Todd coming back with Dibbs, Rennie and Dudley. The boys are heeling so nice.
Todd coming back with DJ and Kate at heel.
This is what I was doing while Todd was working Kate and DJ.
Lunch time with the puppies! Where did you have lunch today? I bet our lunch was a lot more fun than yours.
Kermit having some fun with Todd during lunch.
The view from my chair at lunch time.
At the end of the day we came across a herd of sheep that were moving their way down the mountain. Following them were at least 3 working dogs that we could see. As I moved closer to the sheep to take photos the working dogs moved closer to me. They stayed near the sheep but had a eye on me and Todd the whole time. This was really awesome! A great way to end the day…
So that’s what we did today.
Adventures with Allie by John
After a mere 3,000 miles in the car from Florida to NW Colorado, Allie finally got what she’s been waiting for all year. As our target was almost placed on the endangered species list last year due to habitat loss (not over hunting), Allie reckoned I pack her bags and drive her into the great unknown to chase down one of the Wild West’s most iconic birds, the Greater Sage Grouse. Little did she know, the arid and dry terrain of Colorado’s high plains desert vastly differed from her home in the humid Florida tropics.
After a week in the blistering heat and countless miles over some of the country’s most unforgiving terrain, I was about ready to call it quits for the both of us. We hadn’t seen a single bird yet and we were starting to think there was a reason these birds might be listed after all.
On the penultimate day of the season, after being broken and beaten by 12 miles of thick sage mountain and prickly pear bushes, we decided to slip in to the local Gun & Pawn shop before retiring to our luxurious temporary dwelling for what we hoped would be the last night. They were advertising duck stamps at the door and we figured those sounded like a better alternative to the hell we’d just been through.
After the unmistakable “you’re not from here” look and a few snide comments about how rough our appearance was, the shop keep asked us where we were from what we’d been hunting for today.

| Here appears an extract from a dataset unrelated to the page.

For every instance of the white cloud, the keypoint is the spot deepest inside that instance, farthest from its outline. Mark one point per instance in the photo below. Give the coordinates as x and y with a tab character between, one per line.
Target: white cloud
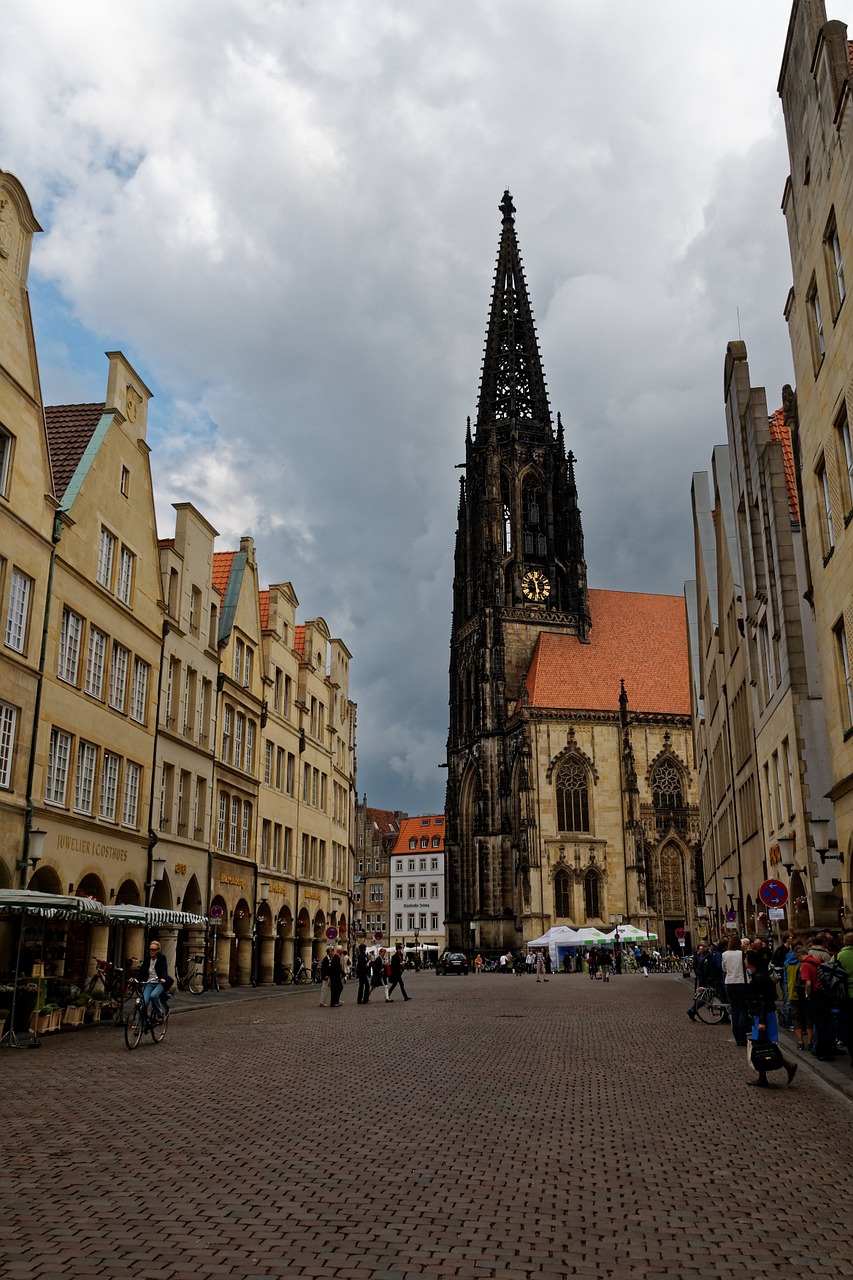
286	215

My response shocked him, but he was clearly more impressed than bewildered. Bird hunters are always a nice change of pace from the regular elk, mule deer and pronghorn crowd they get in these parts. I inquired as to where I might be able to find some birds and to my dismay, he rattled off the exact same BLM and State trust lands I’d been hunting all week. Overhearing the conversation, the customer to my left asked if I was going to be around in the morning and when I replied yes, he promptly wrote down his information and address and told me to meet him at 8 am for some grouse hunting.
When I arrived in the morning he tossed me the keys to his Polaris and described some loose property boundaries as well as some spots he’d been seeing the grouse over last few days. When I got to the first grassy knoll I saw them…dozens of the giant turkey looking birds were unmistakable in the CRP field. I parked the side by side, grabbed my side by side, and let Allie do what she does best. We chased the birds for the rest of the morning and filled our limit before the sun began to bake us.
Though private land hunts and UTV rides are not a preferred method of harvest, sometimes you gotta take what you can get. With the week we’d had leading up, Allie still felt we earned it.